Sunburn is skin damage caused by ultraviolet (UV) rays. It usually causes the skin to become red, sore, warm, tender and occasionally itchy for about a week.
The skin will normally start to flake and peel after a few days and will usually fully heal within 7 days.
While sunburn is often short-lived and mild, it's important to try to avoid it, because it can increase your chances of developing serious health problems, such as skin cancer, in later life.
It’s easy to underestimate your exposure to the sun when outside, as the redness doesn’t usually develop for several hours. Breezes and getting wet (such as going in and out of the sea) may cool your skin, so you don’t realise you’re getting burnt.
You should always be aware of the risk of sunburn if you’re outside in strong sun, and look out for your skin getting hot.
What to do if you're sunburnt
If you or your child has sunburn, you should get out of the sun as soon as possible – head indoors or into a shady area.
You can usually treat mild sunburn at home, although there are some circumstances where you should seek medical advice.
The following advice may help to relieve your symptoms until your skin heals.
Your GP may recommend using hydrocortisone cream for a few days (this is also available over the counter at pharmacies) to reduce the inflammation of your skin.
Severe sunburn may require special burn cream and burn dressings from your GP or a nurse at your GP practice. Very occasionally, hospital treatment may be needed.
Who's at risk of sunburn?
Everyone who is exposed to UV light is at risk of getting sunburn, although some people are more vulnerable than others.
You should take extra care when out in the sun if you:
- have pale, white or light brown skin
- have freckles or red or fair hair
- tend to burn rather than tan
- have many moles
- have skin problems relating to a medical condition
- are only exposed to intense sun occasionally – for example, while on holiday
- are in a hot country where the sun is particularly intense
- have a family history of skin cancer
People who spend a lot of time in the sun, whether it’s for work or play, are at increased risk of skin cancer if they don’t take the right precautions.
Snow, sand, concrete and water can reflect the sun’s rays onto your skin, and the sun is more intense at high altitudes.
Dangers of UV rays
The short-term risks of sun exposure are sunburn and sun allergy.
The longer-term risks (over decades) include:
- actinic (solar) keratoses – rough and scaly pre-cancerous spots on the skin
- skin cancer – including both melanoma and non-melanoma skin cancer
- eye problems – such as photokeratitis (snow blindness) and cataracts
- premature ageing of the skin and wrinkling
Skin should be protected from strong sunlight by covering up with suitable clothing, seeking shade and applying sunscreen.
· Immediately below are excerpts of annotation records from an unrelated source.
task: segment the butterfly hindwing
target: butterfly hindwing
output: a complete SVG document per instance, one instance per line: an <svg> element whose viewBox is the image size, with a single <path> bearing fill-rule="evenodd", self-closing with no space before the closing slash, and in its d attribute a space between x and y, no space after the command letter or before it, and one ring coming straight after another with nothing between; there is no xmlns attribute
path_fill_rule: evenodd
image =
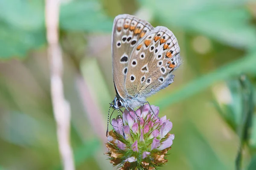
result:
<svg viewBox="0 0 256 170"><path fill-rule="evenodd" d="M134 47L128 63L128 95L146 98L172 83L171 73L181 64L180 51L176 38L166 27L148 33Z"/></svg>
<svg viewBox="0 0 256 170"><path fill-rule="evenodd" d="M127 97L125 80L132 51L154 27L148 23L128 14L115 18L112 30L112 54L114 83L122 98Z"/></svg>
In the UK, the risk of getting sunburnt is highest from March to October, particularly from 11am to 3pm, when the sun's rays are strongest.
There is also a risk of getting sunburn in other weather conditions. For example, light reflecting off snow can also cause sunburn. You can also burn in cloudy and cool conditions.
Suitable clothing includes:
- a wide-brimmed hat that shades the face, neck and ears
- a long-sleeved top
- trousers or long skirts in close-weave fabrics that do not allow sunlight through
- sunglasses with wraparound lenses or wide arms with the CE Mark and European Standard EN 1836:2005.
When buying sunscreen, make sure it's suitable for your skin and blocks both ultraviolet A (UVA) and ultraviolet B (UVB) radiation.
The sunscreen label should have:
- the letters 'UVA' in a circle logo and at least 4-star UVA protection
- at least SPF15 sunscreen to protect against UVB
Most people do not apply enough sunscreen. The amount of sunscreen needed for the body of an average adult to achieve the stated sun protection factor (SPF) is around 35ml or 6 to 8 teaspoons of lotion.
If sunscreen is applied too thinly, it provides less protection. If you’re worried you might not be applying enough SPF15, you could use a stronger SPF30 sunscreen.
If you plan to be out in the sun long enough to risk burning, sunscreen needs to be applied twice:
- 30 minutes before going out
- just before you go out
Sunscreen should be applied to all exposed skin, including the face, neck and ears (and head if you have thinning or no hair), but a wide-brimmed hat is better.
How long it takes for your skin to go red or burn varies from person to person. The Cancer Research UK website has a handy tool where you can find out your skin type, to see when you might be at risk of burning.
Water-resistant sunscreen is needed if sweating or contact with water is likely.
Sunscreen needs to be reapplied liberally, frequently and according to the manufacturer’s instructions. This includes straight after you've been in water (even if it is 'water-resistant') and after towel drying, sweating or when it may have rubbed off.
Advice for babies and children
Children aged under 6 months should be kept out of direct strong sunlight.
From March to October in the UK, children should:
- cover up with suitable clothing
- spend time in the shade (particularly from 11am to 3pm)
- wear at least SPF15 sunscreen
To ensure they get enough vitamin D, children aged under 5 are advised to take vitamin D supplements even if they do get out in the sun.